My Search for a Financial Adviser
Despite being a money expert himself, Kiplinger editor Mark Solheim found the advice industry to be a labyrinth of credentials and opaque fee structures when he went looking for financial guidance from the pros.
My wife and I live in a 1,000-square-foot house in Washington, D.C. That's no typo. The house is tiny. We've thought about buying a bigger place, but we love our neighbors, the Metro is a 10-minute walk away, and we are across the street from a park. So a few years ago we started thinking about building an addition. We talked about it ... and talked ... and talked some more. I was in favor of financing it with a fat home-equity loan; the thought of taking on that debt made my wife cringe.
We decided to consult a financial planner to help us sort through our options. We had other reasons for seeking help. We wondered what would happen to our retirement accounts after the bull market skidded to a halt. We were looking for tax planning strategies. We needed a push to update our wills. And, frankly, we wanted someone to help us budget better and set realistic savings goals for things such as family vacations (and the home renovation).
A frustrating search. The advice industry is a labyrinth of credentials and opaque fee structures. Some planners’ compensation is based on commissions from selling mutual funds and insurance products, some charge a fee based on a percentage of assets, and some charge fixed fees. Commission-based advice can work fine, but it gets a bad rap because some planners have pushed high-fee products. Kiplinger’s prefers fee-only planners, and among the many designations they may hold, the certified financial planner credential is the gold standard. CFPs must act as fiduciaries, putting their clients’ interests above their own. But even searching for a CFP means jumping into a rabbit hole of client-adviser relationships and fees.
My own search was one impetus for our cover story, “The Right Advice at the Right Price,” by senior editor Sandy Block and contributing editor Lisa Gerstner. My wife and I interviewed three advisers with three different business models. The first was an independent money management firm that would invest our money and offer comprehensive planning for an annual fee of 1% of our assets. We spent a couple of hours at the firm’s plush offices answering questions about our finances and goals, then returned for a personalized presentation—which was when we realized we didn’t want to pay thousands of dollars a year to invest in the firm’s model portfolios.

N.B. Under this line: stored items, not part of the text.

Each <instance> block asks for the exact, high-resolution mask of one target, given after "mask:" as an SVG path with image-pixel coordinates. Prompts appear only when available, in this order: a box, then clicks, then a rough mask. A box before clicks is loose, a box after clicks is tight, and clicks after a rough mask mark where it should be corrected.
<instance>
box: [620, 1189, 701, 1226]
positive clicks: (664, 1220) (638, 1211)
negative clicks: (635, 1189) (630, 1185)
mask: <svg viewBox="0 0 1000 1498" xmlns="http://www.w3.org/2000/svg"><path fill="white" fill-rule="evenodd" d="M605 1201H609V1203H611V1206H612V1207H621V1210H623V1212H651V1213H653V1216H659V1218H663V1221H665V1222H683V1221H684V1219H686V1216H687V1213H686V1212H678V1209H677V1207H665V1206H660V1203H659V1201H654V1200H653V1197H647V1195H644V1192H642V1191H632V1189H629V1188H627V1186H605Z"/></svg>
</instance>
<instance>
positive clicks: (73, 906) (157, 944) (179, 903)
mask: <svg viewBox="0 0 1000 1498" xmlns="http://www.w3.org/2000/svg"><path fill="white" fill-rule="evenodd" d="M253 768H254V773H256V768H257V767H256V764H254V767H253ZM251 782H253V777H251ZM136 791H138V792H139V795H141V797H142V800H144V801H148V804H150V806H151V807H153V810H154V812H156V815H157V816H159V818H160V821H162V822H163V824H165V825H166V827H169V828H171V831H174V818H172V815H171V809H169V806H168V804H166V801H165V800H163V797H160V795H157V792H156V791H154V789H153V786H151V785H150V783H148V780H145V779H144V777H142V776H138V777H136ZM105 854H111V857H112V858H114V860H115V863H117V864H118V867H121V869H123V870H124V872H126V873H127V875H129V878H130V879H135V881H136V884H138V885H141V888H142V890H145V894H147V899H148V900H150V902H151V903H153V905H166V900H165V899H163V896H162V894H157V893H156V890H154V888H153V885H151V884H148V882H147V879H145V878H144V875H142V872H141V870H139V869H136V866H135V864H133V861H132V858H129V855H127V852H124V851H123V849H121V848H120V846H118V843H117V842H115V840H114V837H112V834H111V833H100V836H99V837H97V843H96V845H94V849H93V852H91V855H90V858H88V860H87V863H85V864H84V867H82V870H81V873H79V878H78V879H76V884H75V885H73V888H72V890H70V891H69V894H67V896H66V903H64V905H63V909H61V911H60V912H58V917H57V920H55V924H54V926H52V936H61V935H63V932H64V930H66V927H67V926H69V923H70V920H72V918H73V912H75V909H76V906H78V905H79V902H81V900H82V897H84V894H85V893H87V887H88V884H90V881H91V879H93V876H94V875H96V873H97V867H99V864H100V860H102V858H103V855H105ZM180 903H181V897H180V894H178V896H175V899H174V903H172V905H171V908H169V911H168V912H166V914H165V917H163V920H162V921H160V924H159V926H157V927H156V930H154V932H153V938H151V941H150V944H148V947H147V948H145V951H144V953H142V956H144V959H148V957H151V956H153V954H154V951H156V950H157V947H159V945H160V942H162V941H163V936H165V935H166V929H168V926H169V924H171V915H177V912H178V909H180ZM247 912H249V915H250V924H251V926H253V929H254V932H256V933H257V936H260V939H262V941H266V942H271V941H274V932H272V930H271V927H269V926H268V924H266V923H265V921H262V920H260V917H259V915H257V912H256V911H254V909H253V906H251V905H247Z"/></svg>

The next stop was a firm that would draw up a comprehensive plan for $5,000. My wife and I would have to complete a long questionnaire about our finances and our money styles, then sit through a series of interviews with the planner. About three months later, we’d get a road map to financial nirvana. The fee may have been worth every penny, but we weren’t prepared to make such a deep commitment.
The third time was the charm. Lori Atwood, a CFP, charges by the hour, with no minimum time or financial commitment. Her overhead is low— she will come to you or meet at a downtown office building where she rents space by the hour. “I want people to have access to unconflicted advice not based on assets under management,” she says. “The demand is huge.” Atwood also just launched a personal finance platform and app ($6.99 a month) based on the system she uses with clients. Check it out at FearlessFinance.com.
We met with Atwood three or four times to track our income and outgo and come up with a budget to help us save for our goals. We put the plan in place and, a year later, we’re going back for a checkup—and finalizing the blueprints for our addition.